The Threat Stack Agent is engineered to provide maximum functionality with the lowest possible resource consumption and system impact. We’re continuously optimizing the agent’s performance and resource consumption to ensure as small a footprint as possible. This document outlines various agent performance scenarios using Threat Stack’s production infrastructure.
Agent Performance Overview:
Our agent’s components are designed to be as efficient with system resources as possible. We include additional, dynamic behaviors that allow us to adapt to various system load and configuration profiles.
For instance, on multi-core systems, the agent will avoid binding to core 0, which is typically where network and file I/O are bound on Linux systems, to minimize the chance of introducing blocking.
We use adaptive CPU profiling to throttle our activities when load levels are high, for instance when the kernel audit framework begins to emit a large number of events at high frequency. There are configuration parameters that can be set to adjust these levels to allow better tuning for your particular system.

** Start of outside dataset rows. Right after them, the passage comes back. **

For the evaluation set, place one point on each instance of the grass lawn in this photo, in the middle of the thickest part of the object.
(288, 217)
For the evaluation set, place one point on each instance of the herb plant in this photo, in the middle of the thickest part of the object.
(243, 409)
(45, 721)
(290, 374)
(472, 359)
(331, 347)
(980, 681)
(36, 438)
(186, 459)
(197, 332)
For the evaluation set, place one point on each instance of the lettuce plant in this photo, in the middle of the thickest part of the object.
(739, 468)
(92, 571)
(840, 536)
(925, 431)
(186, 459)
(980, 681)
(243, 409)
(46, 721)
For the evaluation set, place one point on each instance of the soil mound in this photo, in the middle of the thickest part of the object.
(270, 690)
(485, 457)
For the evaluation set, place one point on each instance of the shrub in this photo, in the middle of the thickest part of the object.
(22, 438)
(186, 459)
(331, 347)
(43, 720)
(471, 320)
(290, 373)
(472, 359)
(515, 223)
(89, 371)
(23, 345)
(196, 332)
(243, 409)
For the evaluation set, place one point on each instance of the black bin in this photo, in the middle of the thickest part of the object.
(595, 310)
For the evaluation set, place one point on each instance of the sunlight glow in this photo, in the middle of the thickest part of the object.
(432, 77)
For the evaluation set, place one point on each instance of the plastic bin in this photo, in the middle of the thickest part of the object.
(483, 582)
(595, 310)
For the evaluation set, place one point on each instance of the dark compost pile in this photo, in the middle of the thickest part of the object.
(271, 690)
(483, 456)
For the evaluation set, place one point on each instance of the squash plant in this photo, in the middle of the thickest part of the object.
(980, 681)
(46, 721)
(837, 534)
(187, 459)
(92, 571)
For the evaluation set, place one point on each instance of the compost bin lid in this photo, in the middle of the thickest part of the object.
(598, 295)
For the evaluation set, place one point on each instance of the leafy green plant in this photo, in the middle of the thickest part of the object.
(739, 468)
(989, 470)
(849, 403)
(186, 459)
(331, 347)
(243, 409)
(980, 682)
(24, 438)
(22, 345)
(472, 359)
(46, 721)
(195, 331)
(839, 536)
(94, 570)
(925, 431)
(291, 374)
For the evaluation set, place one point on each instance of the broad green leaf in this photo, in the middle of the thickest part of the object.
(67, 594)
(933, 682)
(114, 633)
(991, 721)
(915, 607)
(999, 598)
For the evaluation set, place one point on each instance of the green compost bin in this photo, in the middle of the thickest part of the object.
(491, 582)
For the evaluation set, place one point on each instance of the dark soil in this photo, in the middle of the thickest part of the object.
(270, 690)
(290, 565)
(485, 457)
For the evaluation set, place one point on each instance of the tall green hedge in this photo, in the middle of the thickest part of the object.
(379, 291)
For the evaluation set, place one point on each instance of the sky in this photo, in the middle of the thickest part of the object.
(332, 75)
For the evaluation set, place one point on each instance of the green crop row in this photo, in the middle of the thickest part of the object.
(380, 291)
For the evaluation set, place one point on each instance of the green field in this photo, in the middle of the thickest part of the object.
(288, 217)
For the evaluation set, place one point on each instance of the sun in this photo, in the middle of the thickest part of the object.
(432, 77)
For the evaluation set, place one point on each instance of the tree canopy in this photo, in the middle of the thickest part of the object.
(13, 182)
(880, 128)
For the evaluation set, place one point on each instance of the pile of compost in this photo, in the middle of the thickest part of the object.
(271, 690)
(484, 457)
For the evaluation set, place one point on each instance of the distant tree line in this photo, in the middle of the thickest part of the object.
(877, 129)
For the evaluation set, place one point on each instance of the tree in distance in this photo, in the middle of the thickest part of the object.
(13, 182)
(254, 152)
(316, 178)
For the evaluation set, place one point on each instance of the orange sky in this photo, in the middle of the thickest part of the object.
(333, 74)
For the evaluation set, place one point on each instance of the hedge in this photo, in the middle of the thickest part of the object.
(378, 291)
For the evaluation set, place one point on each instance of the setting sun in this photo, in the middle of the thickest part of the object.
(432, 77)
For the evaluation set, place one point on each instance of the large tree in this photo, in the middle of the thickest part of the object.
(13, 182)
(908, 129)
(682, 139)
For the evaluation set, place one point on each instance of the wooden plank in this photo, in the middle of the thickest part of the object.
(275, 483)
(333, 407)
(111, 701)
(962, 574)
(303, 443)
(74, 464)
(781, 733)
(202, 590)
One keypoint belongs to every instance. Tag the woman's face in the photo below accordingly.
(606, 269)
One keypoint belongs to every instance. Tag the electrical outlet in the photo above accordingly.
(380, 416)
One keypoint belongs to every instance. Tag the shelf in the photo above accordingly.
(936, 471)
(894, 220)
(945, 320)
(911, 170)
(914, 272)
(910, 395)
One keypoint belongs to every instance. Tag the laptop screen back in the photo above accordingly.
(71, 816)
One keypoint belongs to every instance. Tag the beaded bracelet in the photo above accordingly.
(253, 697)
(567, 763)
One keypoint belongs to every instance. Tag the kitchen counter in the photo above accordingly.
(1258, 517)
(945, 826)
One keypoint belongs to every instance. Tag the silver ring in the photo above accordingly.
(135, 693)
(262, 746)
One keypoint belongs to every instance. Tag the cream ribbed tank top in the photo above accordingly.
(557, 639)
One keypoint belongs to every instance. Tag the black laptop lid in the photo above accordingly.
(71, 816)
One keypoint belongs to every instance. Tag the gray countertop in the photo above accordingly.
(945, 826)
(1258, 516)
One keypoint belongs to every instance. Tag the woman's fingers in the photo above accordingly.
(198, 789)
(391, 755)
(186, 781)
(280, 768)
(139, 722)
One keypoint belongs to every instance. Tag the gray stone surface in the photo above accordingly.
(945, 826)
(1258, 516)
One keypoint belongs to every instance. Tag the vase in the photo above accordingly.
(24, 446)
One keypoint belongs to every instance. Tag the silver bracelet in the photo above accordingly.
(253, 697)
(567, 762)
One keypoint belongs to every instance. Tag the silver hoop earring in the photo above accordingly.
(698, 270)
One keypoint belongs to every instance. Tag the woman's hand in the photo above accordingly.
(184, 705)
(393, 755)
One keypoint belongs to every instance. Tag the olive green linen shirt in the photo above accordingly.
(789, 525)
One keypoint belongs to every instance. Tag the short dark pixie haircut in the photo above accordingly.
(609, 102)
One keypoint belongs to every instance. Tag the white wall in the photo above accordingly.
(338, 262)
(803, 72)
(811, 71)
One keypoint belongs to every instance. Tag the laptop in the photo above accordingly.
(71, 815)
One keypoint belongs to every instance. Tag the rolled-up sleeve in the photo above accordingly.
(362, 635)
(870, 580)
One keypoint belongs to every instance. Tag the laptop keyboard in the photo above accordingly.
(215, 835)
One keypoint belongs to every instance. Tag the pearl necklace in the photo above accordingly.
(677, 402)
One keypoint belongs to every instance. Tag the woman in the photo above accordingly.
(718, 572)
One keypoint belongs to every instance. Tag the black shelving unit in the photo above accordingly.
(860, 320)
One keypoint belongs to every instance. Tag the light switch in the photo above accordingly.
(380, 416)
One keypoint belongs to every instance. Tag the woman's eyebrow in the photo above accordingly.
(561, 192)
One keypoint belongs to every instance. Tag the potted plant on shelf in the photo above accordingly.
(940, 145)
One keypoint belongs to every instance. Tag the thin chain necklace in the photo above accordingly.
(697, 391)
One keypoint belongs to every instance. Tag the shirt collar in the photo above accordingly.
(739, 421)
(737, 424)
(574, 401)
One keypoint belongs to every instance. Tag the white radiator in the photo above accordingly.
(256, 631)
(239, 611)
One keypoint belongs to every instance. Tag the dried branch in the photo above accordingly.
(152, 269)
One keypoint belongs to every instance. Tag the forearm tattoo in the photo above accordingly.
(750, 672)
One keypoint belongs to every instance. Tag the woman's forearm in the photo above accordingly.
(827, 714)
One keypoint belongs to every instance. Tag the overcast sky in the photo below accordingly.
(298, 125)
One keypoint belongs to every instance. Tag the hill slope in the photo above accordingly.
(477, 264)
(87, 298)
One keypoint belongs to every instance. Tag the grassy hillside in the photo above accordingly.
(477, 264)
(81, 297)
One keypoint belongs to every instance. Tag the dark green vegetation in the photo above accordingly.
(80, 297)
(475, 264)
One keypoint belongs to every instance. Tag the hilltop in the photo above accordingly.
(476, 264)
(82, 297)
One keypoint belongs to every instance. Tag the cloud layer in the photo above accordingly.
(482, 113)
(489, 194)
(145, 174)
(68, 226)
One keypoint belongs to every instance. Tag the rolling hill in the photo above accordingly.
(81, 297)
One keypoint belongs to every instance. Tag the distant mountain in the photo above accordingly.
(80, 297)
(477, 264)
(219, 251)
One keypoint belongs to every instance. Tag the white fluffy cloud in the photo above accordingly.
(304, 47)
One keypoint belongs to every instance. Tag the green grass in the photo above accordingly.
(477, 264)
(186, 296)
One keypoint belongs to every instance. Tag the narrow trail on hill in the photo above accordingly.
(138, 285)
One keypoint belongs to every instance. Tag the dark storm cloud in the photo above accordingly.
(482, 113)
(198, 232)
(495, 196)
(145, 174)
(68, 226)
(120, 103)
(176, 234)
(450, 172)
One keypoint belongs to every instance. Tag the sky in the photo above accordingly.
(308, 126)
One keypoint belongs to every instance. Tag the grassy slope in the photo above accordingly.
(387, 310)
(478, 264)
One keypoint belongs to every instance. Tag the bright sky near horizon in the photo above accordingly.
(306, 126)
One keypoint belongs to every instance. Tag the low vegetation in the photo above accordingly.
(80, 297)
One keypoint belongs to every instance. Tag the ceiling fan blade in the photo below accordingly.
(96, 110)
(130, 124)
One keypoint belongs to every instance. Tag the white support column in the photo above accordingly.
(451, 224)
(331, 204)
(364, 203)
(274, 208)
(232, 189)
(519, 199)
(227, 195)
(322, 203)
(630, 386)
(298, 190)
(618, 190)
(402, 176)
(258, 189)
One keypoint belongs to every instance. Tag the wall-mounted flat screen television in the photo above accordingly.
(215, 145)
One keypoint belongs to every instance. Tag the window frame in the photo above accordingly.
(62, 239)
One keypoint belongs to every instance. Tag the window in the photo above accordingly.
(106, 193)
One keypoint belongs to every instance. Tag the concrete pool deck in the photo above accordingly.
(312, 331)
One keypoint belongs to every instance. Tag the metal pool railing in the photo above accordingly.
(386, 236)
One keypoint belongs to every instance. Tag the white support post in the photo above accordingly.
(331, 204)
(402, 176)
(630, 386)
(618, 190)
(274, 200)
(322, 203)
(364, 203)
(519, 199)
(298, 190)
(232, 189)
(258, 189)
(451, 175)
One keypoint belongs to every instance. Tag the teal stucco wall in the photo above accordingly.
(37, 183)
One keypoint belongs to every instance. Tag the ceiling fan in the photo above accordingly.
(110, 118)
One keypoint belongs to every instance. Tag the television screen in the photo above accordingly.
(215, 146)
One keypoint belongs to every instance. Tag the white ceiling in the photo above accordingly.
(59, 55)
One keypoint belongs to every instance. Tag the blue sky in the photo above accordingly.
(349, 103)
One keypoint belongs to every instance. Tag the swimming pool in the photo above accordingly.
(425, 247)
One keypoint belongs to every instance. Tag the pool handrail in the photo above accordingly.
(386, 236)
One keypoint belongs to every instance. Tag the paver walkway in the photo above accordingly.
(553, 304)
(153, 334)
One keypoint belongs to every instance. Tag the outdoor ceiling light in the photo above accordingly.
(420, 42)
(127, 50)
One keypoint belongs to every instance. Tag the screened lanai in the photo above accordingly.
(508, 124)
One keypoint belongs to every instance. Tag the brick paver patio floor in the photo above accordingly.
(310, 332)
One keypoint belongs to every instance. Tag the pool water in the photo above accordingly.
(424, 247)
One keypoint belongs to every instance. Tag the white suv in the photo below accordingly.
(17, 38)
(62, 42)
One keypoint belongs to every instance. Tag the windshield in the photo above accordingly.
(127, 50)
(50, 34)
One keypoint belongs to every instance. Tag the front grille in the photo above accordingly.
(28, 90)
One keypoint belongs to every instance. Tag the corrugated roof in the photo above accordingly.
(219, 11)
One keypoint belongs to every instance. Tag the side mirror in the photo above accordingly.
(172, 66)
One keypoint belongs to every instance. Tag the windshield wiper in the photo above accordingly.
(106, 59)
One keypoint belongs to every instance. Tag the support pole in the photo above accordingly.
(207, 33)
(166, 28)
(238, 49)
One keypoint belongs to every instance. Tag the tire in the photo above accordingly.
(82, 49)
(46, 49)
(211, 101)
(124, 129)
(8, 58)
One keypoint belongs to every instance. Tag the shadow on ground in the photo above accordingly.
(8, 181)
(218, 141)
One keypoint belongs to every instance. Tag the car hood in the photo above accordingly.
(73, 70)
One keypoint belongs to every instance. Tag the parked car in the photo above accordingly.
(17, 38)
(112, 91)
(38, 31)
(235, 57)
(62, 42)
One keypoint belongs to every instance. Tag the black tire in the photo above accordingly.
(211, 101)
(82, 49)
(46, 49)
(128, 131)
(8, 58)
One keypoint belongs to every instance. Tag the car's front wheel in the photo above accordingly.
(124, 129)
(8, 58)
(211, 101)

Processes, CPU, and Memory Usage:
The Threat Stack Agent is a composite entity, made up of several components that you can view in your process viewer of choice:
- cloudsight-main: the main process supervisor and command-and-control component
- cloudsight-worker: worker process spawned by cloudsight-main to manage inputs from various sensors
- tsauditd: our replacement for auditd that consumes, processes, and transforms raw kernel audit events with high-performance, low-latency, and minimal compute resource usage
- tsfim: sensor to perform targeted Filesystem Integrity Monitoring (FIM) based on Rules created in the Cloud Security Platform
- tscontainersd: sensor to gather events from Docker containers
At any given time, and depending on your feature plan level and configuration, you will see this set of processes executing on your server.
When evaluating our agent’s CPU and memory consumption profile, keep the following scenarios in mind.
- High number of kernel audit messages: Certain workloads, especially those with extremely high rates of forking or execve’ing of subprocesses will generate an increased number of kernel audit messages. If these subprocesses are short-lived, in the case of a forking process manager for instance, this can generate many events per second. Our agent will attempt to decode, process, and transform all of these events and keep with the output rate of the audit framework, up to the CPU limits we’ve placed (by default, we cap at 40% CPU utilize of the core we’re running on).
In addition to increased CPU load, you may notice increased memory load as our internal caches and batching of events will grow to accommodate the increased flow of events.
- Broad FIM rules: Customers can create FIM rules in the Cloud Security Platform, which are then delivered to agents. We place very few restrictions on these watches, so there exists a potential for a customer to create a FIM rule to monitor an extremely busy filesystem location or one that may be too broad in scope. We leverage built-in Linux filesystem APIs (inotify and fanotify) and each file, directory, or combination will generate additional events, consuming CPU and memory resources.
- Agent connectivity issues: Our agent maintains a persistent connection to our data ingestion services to ensure rapid event delivery. If you experience network connectivity issues, our agent will attempt to cache events to a local file. When connectivity resumes, we continue to ingest and send new events, while sending up the cached events. This can cause increased CPU and memory consumption as we process the additional load. After the event stream returns to normal, we’ll start flushing internal caches, and memory usage should decrease. In some cases, the agent must be restarted to resolve connectivity problems due to underlying networking issues.
When reviewing our memory consumption, it’s important to focus on resident (RES) memory and not virtual memory usage of our agent’s components. The memory footprint for cloudsight-main and cloudsight-worker are the components that will generally see increases in memory usage as event counts increase. Those processes will attempt to garbage collect, resulting in some periods of increased memory consumption capped with a steep drop back to more “normal” levels.
The Threat Stack CSP platform can give you insight into process execution behaviors on a global scale — we provide aggregate information on the Events view of all processes executing across your fleet, as well as at a local, server level, which you can view in Servers > Server Details. From there, you can view detailed process execution detail and see, at a granular level, which processes are generating the most events. From there, we can offer additional tuning to reduce the event flow (some events may be unimportant and filtered out).
Agent Performance at Threat Stack
At Threat Stack, we run the current production version of the agent on our production infrastructure — every system we run to provide the Threat Stack platform is running our agent. Our development environment runs a mixture of production and development agents. For the purposes of this document, we’ll be using statistics from our production environment to describe our agent’s performance. We do no special tuning of the agent for our platform and run the exact same code as customers.